The No. 3, left, and No. 4 reactors of Kansai Electric Power Co.'s Takahama nuclear power station have been given safety clearance by Japan’s nuclear regulator. Bloomberg News

TOKYO—Japan’s nuclear regulator gave safety clearance to two more reactors Wednesday, raising the prospect that Japan could have four units back online next year to help power the nation’s economy.

The approval comes three days after Prime Minister Shinzo Abe ’s pronuclear party won decisively in a general election, suggesting a green light for pushing ahead with the resumption of nuclear power in Japan.

But it remains unclear how smooth the process to restart the reactors will be. While the two reactors at the Takahama nuclear plant in western Japan cleared stricter regulations brought in after the Fukushima nuclear accident in March 2011, the regulator has emphasized that the decision on restarting them lies outside its remit.

The question of who has the final say over firing up the reactors again remains unanswered, with local consent a requirement, but with doubts remaining over which localities have a say in that decision.

Those issues weren't addressed in an election framed as a referendum on Mr. Abe’s economic strategy, meaning that the new mandate for Abenomics doesn’t necessarily translate into a mandate for putting nuclear power back online.

“Mr. Abe said himself this was an election on Abenomics. It is true that the Liberal Democratic Party won, but it doesn’t mean voters unconditionally approved all his policies,” said Keio University policy Prof. Hidehiko Kasahara.

Opinion polls have consistently shown relatively high approval rates for Mr. Abe at the same time as relatively high disapproval for restarting nuclear power. In a poll by a broadcaster TV Asahi conducted on Dec. 6-7, 44% of respondents said they supported the Abe administration, while 58% of the same respondents said they didn’t agree with restarting nuclear power plants even if they gained clearance from the NRA.

“The election hasn’t changed the restart situation at all,” said Atsushi Suzuki, associate partner of NTT Data Institute of Management & Consulting and an expert of the power industry. “The key still lies in the hands of surrounding communities, just as before.”

The local government hosting the first two units given clearance by the Nuclear Regulation Authority in November has given its consent for the resumption of operations, as has the Kagoshima prefectural government in Kyushu, where the Sendai reactors are located. A few surrounding cities expressed safety concerns but none protested strongly enough to provide a stumbling block.

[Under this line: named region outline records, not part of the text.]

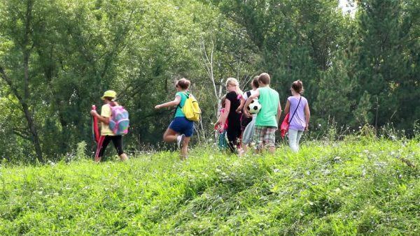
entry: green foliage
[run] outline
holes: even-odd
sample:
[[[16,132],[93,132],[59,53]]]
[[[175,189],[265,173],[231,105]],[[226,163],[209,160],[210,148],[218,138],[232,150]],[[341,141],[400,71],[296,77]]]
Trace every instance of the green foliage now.
[[[88,110],[110,89],[130,112],[127,149],[158,146],[172,111],[154,105],[183,77],[202,105],[201,142],[225,79],[246,90],[262,71],[282,101],[302,80],[317,124],[392,122],[412,137],[420,5],[357,7],[353,18],[331,0],[0,0],[0,156],[45,163],[82,141],[93,149]]]
[[[272,156],[204,147],[183,162],[158,152],[4,165],[0,233],[416,234],[419,147],[349,139]]]

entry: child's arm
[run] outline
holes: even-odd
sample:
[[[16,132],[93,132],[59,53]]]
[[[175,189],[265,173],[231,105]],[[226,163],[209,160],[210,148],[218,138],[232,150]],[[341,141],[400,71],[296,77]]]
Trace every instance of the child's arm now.
[[[288,100],[286,102],[286,107],[284,108],[284,114],[288,113],[289,110],[290,110],[290,102]]]
[[[281,105],[280,105],[280,101],[279,101],[279,106],[277,107],[277,124],[280,121],[280,116],[281,115]]]
[[[258,89],[257,89],[257,90],[255,90],[255,93],[253,94],[253,95],[251,95],[249,98],[248,98],[248,99],[246,100],[246,102],[245,103],[244,107],[248,108],[249,104],[251,104],[251,102],[259,96],[260,96],[260,90]],[[248,111],[248,109],[244,109],[244,112],[245,113],[245,115],[246,115],[248,116],[249,115],[249,112]]]
[[[164,103],[162,104],[156,105],[155,109],[160,109],[163,108],[176,107],[181,103],[181,96],[176,96],[174,101],[170,102]]]
[[[223,113],[220,114],[220,117],[219,119],[220,120],[220,126],[222,128],[225,127],[225,123],[226,123],[226,119],[227,119],[227,116],[229,115],[229,112],[230,111],[230,100],[226,99],[225,102],[225,111]]]
[[[308,103],[304,106],[304,119],[307,121],[307,126],[304,128],[306,131],[309,130],[309,119],[311,118],[311,112],[309,111],[309,105]]]
[[[99,115],[98,112],[94,110],[90,111],[90,115],[92,115],[94,117],[97,117],[99,122],[102,122],[105,124],[109,124],[109,117],[102,117],[102,115]]]

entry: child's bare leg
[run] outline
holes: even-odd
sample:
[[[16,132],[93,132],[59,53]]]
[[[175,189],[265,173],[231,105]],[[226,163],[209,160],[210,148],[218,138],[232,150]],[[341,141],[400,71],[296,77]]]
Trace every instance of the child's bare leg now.
[[[181,149],[181,159],[185,160],[188,156],[188,143],[190,143],[190,140],[191,137],[186,137],[183,140],[183,144],[182,145],[182,148]]]

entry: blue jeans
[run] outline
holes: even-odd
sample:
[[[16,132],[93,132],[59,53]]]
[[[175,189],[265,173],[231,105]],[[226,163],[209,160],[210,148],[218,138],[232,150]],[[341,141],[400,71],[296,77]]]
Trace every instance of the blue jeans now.
[[[299,141],[302,135],[303,134],[302,131],[295,131],[293,129],[288,130],[288,139],[289,139],[289,147],[292,151],[297,152],[299,151]]]

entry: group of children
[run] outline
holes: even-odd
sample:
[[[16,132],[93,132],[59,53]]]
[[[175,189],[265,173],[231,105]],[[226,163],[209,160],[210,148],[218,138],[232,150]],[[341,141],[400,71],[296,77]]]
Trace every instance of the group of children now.
[[[219,132],[219,147],[227,148],[232,153],[242,154],[248,147],[255,144],[258,152],[267,148],[271,153],[275,151],[275,132],[279,127],[281,106],[279,93],[270,88],[270,76],[265,73],[255,76],[251,82],[252,89],[243,93],[238,81],[230,78],[226,81],[227,94],[222,98],[222,109],[215,128]],[[176,107],[175,116],[163,135],[165,142],[176,142],[181,152],[181,158],[188,156],[188,144],[194,133],[194,121],[186,118],[182,108],[190,94],[191,82],[185,78],[175,84],[175,98],[155,106],[155,109]],[[299,141],[304,130],[308,129],[310,113],[307,101],[302,96],[303,85],[300,80],[293,82],[285,108],[286,114],[293,111],[289,116],[289,145],[292,150],[299,150]],[[113,141],[121,160],[128,158],[122,149],[122,135],[113,133],[109,128],[111,108],[117,105],[116,93],[109,90],[102,96],[104,105],[101,115],[92,110],[91,115],[101,122],[101,137],[95,154],[95,161],[100,161],[108,144]],[[258,114],[250,114],[246,109],[249,104],[258,99],[261,109]],[[225,137],[227,142],[225,140]]]
[[[226,137],[227,147],[234,154],[241,154],[253,144],[257,152],[267,149],[270,153],[274,152],[281,105],[279,93],[270,88],[270,75],[263,73],[251,81],[251,90],[242,93],[236,79],[227,80],[227,93],[222,98],[222,109],[215,126],[218,130],[220,149],[225,148]],[[291,149],[298,152],[302,134],[308,129],[310,112],[307,99],[302,96],[302,82],[293,82],[290,91],[292,96],[288,98],[285,112],[293,111],[288,120],[288,140]],[[255,99],[261,104],[261,109],[258,114],[251,115],[247,108]]]

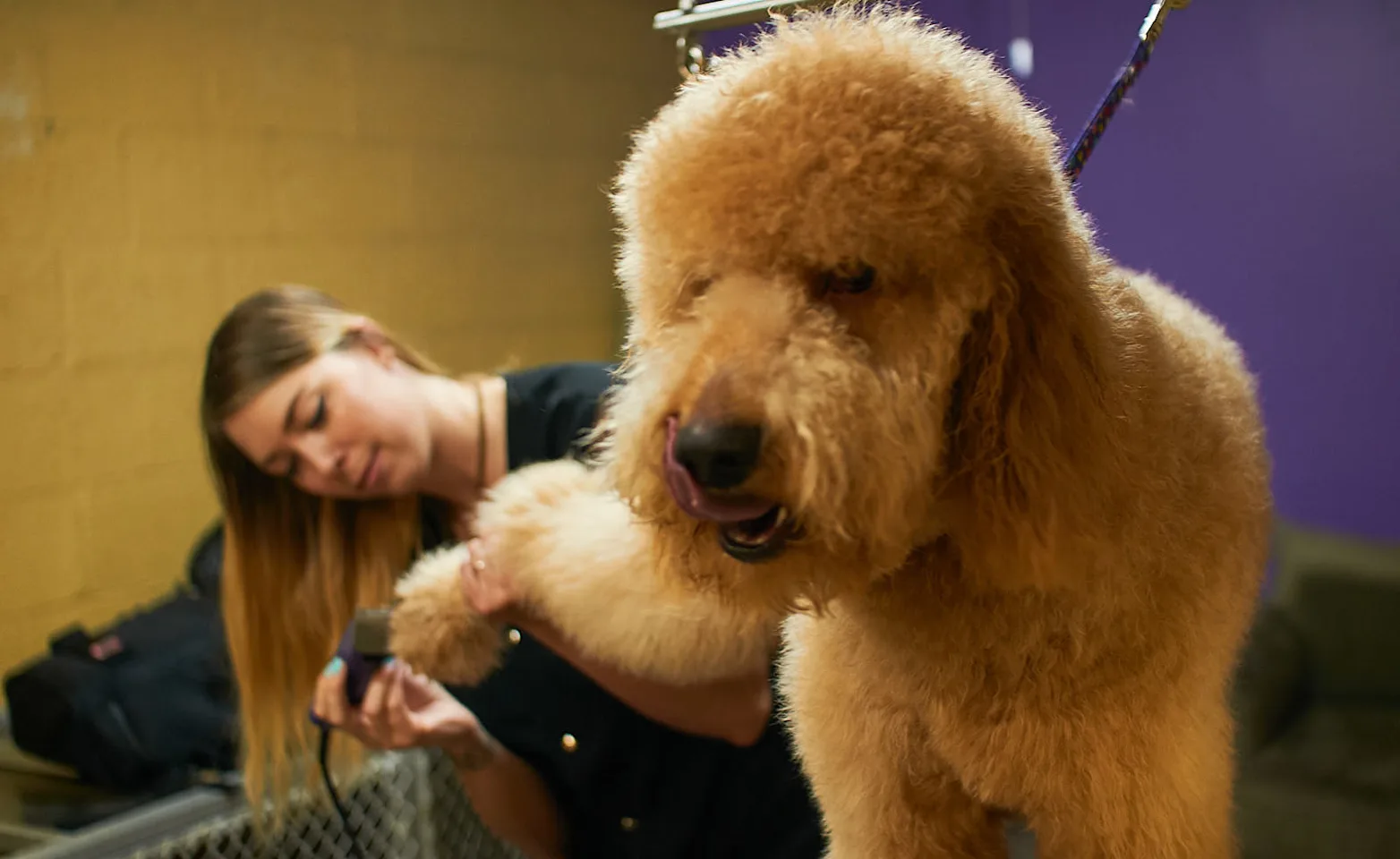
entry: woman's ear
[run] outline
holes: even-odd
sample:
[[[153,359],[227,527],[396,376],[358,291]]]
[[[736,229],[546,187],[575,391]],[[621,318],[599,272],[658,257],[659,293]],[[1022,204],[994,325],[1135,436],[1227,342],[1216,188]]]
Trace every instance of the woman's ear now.
[[[368,316],[356,316],[346,326],[346,339],[367,350],[385,368],[392,369],[399,360],[399,354],[384,329]]]

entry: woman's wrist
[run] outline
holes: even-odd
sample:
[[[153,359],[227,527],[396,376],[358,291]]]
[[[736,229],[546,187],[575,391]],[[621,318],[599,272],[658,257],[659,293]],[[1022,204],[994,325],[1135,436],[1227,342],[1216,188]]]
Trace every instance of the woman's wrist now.
[[[504,751],[504,747],[493,737],[480,722],[472,719],[461,733],[438,743],[448,760],[458,769],[476,772],[490,767]]]

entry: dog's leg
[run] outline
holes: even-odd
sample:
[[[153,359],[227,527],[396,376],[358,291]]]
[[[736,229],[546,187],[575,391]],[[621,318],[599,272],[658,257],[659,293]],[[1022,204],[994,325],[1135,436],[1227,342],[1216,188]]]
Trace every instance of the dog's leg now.
[[[1036,779],[1028,813],[1043,859],[1233,859],[1232,757],[1224,704],[1155,729],[1082,730],[1061,772]],[[1088,740],[1088,741],[1084,741]]]
[[[776,621],[689,589],[686,562],[655,546],[601,473],[571,460],[521,469],[493,487],[477,530],[525,602],[588,655],[694,683],[762,670]]]
[[[862,670],[843,618],[784,625],[781,693],[827,859],[1007,859],[998,814],[935,760],[913,708]]]

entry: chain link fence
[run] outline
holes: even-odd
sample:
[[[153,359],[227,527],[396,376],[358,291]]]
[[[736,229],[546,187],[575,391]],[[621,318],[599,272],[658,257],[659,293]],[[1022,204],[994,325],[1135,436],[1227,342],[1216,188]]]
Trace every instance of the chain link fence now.
[[[340,795],[365,859],[521,859],[486,830],[451,761],[435,750],[377,755],[356,782],[340,786]],[[335,807],[304,797],[276,831],[255,832],[241,800],[192,799],[22,856],[351,859],[354,853]]]

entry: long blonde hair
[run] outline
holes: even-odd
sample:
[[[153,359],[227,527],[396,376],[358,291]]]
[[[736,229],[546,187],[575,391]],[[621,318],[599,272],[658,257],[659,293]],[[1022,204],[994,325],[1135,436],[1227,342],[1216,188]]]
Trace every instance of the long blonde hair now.
[[[420,499],[337,501],[265,473],[224,423],[281,375],[357,341],[360,319],[287,285],[235,305],[210,339],[202,423],[224,512],[223,611],[237,680],[244,785],[280,809],[316,739],[316,677],[357,607],[385,604],[419,541]],[[441,371],[384,333],[410,367]],[[311,778],[314,768],[302,775]],[[255,807],[258,804],[255,803]]]

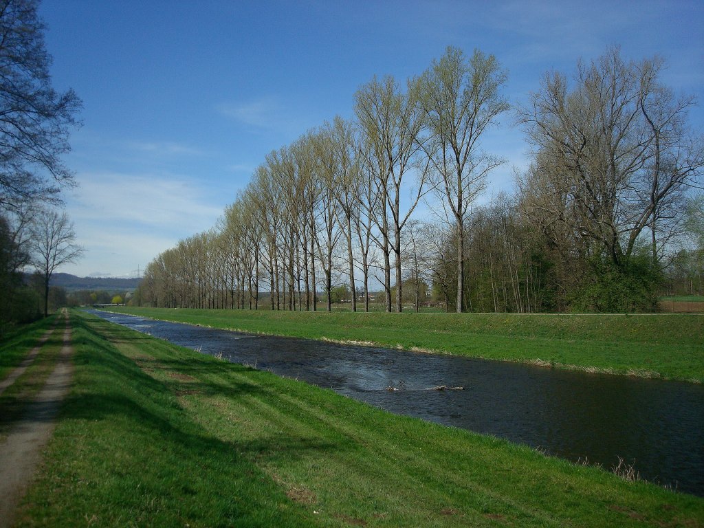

That means the restarting of the Sendai reactors looks like a simple matter of time, and likely in the first quarter of 2015. But that would still leave the issue of which localities can shape the restart decision unresolved.

Should the government then succeed in getting the Takahama reactors back online, that would likely be a better indicator of whether momentum will build for Japan’s return to nuclear power.

The restarting of the Takahama reactors is unlikely to be opposed by the surrounding communities in Fukui prefecture as the economy of the entire prefecture, with its 13 reactors, has long relied on nuclear power.

Makoto Yagi, the president of Kansai Electric, the operator of the Takahama plant, said in a statement that the utility would do its best to make the plant safe and explain its safety measures to residents in local communities.

But the governors of the adjacent Kyoto and Shiga prefectures have been demanding a say over the reactors in Fukui, citing the potential risk for their own areas.

Without a strict definition of which local communities are allowed to weigh in on the issue, it would be difficult for the central government to totally ignore these requests, Mr. Suzuki said.

Industry minister Yoichi Miyazawa said Tuesday that the government would stick to its policy of restarting nuclear power plants approved by NRA. He also said it would boost the use of renewable energy as much as possible.